Project description:The Mre11/Rad50/NBS1 (MRN) protein complex and ATMIN protein mediate ATM kinase signaling in response to ionizing radiation (IR) and chromatin changes, respectively. NBS1 and ATMIN directly compete for ATM binding, but the molecular mechanism favoring either NBS1 or ATMIN in response to specific stimuli is enigmatic. Here, we identify the E3 ubiquitin ligase UBR5 as a key component of ATM activation in response to IR. UBR5 interacts with ATMIN and catalyzes ubiquitination of ATMIN at lysine 238 in an IR-stimulated manner, which decreases ATMIN interaction with ATM and promotes MRN-mediated signaling.
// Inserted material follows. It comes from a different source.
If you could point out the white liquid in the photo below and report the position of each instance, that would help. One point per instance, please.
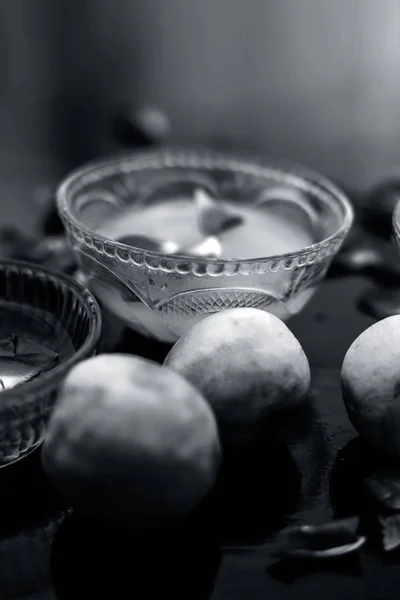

We show that UBR5 deficiency, or mutation of ATMIN lysine 238, prevents ATMIN dissociation from ATM and inhibits ATM and NBS1 foci formation after IR, thereby impairing checkpoint activation and increasing radiosensitivity. Thus, UBR5-mediated ATMIN ubiquitination is a vital event for ATM pathway selection and activation in response to DNA damage.